From time to time I will be publishing posts from guest authors whose writings I think will interest people. Of course, all opinions and assertions in these posts belong solely to the authors and do not necessarily agree with mine. Please direct your praise and criticism to the author. — rjb
Today’s guest author is Laird Smith
Irrigation for Tree Fruit
This week I shall write about Wally Smith and his orchard irrigation.
Wally described the land he chose to buy, and I quote from his column dated December 22 1977: “…I had acquired 11 acres of what was classified as raw marginal land…” That meant wild rose bushes and poison ivy. The date of the purchase was sometime in 1934.
Wally had the good sense of purchasing land where the entire east side of the property had a creek, now named Park Rill, as its boundary. By this time “The Ditch” — a government financed concrete irrigation ditch which carried water from the Okanagan River through the central fruit growing areas in the Oliver BC district — had been built so that anyone wanting to use the river water could.
For Wally, his land was too far away from The “Ditch” and in 1934, Wally did not have the financial means to run pipe from The “Ditch” hookup to his land anyway, so he had to rely on Park Rill to provide irrigation for anything he planned to grow.
Wally built a water wheel which ran fine until the beavers objected to him interfering with their activities and plugged it up with mud and sticks. That was a constant battle ground until electricity came along and Wally installed a pump.
The actual watering of the trees involved making shallow, narrow, ditches in the ground along the tree rows. A flume carried the water from the water wheel to the earthen ditches and as the water flowed it soaked into the ground at each tree. The last tree in the row would get flooded while the others each got some. Sometimes the ditches plugged up so they had to be monitored. This was an inefficient way to equally water all the trees.
At some point Wally hooked up to buried pipes and brought the “Ditch” water to his property. I remember the metal flume running along the ridge, which was the highest part of the land. The end of the flume was blocked off forcing the water to back up to be released out of the flow holes. The flow holes spilled the water into the earthen ditches and down along the trees.
I know Wally was not happy with the job the earthen ditches did because as soon as he could he installed pump houses and sprinkler pipes. We had one pump house utilizing The “Ditch” water and two pump houses utilizing the water from Park Rill.
Using sprinkler pipes meant he could run five lines at the same time on twelve hour cycles and get the whole planting of eleven acres watered once a week.
During the late sixties or early seventies, he sold all but three acres. It was on those remaining acres that he decided to install a solid set irrigation system, all underground with just the sprinkler heads on short stems of pipe showing.

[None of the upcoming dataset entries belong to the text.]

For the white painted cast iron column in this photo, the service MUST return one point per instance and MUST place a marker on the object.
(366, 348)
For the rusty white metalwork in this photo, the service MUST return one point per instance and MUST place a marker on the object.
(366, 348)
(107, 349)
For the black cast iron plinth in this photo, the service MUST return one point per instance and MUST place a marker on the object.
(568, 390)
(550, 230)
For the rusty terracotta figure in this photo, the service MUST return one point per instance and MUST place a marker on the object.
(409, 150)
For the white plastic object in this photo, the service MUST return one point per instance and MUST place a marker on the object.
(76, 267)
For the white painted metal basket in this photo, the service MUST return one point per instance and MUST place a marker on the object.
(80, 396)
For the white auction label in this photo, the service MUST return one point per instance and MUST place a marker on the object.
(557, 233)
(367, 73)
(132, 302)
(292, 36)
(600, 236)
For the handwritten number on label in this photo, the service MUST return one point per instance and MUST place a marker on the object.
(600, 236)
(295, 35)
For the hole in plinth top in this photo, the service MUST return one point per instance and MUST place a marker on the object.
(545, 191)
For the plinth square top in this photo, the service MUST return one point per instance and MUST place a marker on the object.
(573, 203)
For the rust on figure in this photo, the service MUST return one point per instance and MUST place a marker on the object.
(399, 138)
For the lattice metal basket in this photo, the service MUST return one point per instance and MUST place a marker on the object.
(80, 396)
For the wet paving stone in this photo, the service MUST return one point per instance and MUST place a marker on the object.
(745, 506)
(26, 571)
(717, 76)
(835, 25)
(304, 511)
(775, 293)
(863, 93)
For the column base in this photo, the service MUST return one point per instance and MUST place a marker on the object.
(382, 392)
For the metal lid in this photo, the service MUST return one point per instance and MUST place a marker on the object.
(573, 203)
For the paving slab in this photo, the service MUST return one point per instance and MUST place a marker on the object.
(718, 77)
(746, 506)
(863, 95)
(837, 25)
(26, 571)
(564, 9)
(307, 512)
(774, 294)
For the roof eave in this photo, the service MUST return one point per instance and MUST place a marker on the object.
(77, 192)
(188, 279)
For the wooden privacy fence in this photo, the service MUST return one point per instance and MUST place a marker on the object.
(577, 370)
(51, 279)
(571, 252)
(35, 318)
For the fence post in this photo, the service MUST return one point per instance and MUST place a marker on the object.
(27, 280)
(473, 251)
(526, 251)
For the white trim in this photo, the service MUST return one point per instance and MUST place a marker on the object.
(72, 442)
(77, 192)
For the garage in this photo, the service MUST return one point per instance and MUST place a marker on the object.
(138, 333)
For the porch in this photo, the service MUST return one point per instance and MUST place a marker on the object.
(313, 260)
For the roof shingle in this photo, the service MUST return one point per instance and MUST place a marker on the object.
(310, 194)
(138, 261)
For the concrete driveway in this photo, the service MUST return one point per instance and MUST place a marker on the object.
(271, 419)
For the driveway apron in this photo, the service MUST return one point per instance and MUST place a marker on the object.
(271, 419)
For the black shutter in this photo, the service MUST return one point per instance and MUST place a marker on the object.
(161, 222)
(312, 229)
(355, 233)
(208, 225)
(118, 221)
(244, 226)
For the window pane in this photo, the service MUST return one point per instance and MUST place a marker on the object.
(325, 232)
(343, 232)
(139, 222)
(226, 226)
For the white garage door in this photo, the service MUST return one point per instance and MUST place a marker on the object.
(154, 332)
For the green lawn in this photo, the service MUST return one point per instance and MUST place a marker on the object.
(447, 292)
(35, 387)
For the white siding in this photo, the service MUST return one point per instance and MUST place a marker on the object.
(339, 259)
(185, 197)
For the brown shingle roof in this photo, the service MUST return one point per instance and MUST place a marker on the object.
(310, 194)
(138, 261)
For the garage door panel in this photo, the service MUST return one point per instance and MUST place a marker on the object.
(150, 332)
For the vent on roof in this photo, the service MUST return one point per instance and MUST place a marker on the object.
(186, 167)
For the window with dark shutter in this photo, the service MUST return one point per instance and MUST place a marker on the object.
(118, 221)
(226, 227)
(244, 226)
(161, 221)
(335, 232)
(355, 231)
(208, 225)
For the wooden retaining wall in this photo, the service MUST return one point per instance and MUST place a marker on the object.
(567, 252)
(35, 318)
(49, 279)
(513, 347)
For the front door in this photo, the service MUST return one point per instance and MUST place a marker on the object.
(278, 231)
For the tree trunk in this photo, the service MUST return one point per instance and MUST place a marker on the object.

That was the best he could do as far as efficiency goes, turn on a valve, turn off a valve. There was a huge reduction in labor and waste was virtually eliminated, as long as you didn’t damage the sprinkler heads.
Incidentally, when I worked in the USA during the 1990’s, some tree fruit growers in north eastern Oregon were still using ditches to water their trees. I was appalled at the time, and remember thinking that Wally had abandoned that inefficient method by the early 1950’s.
Wally spent a lot of money on improving the land, but over the years of successive owners, most of the planting has returned to raw marginal land.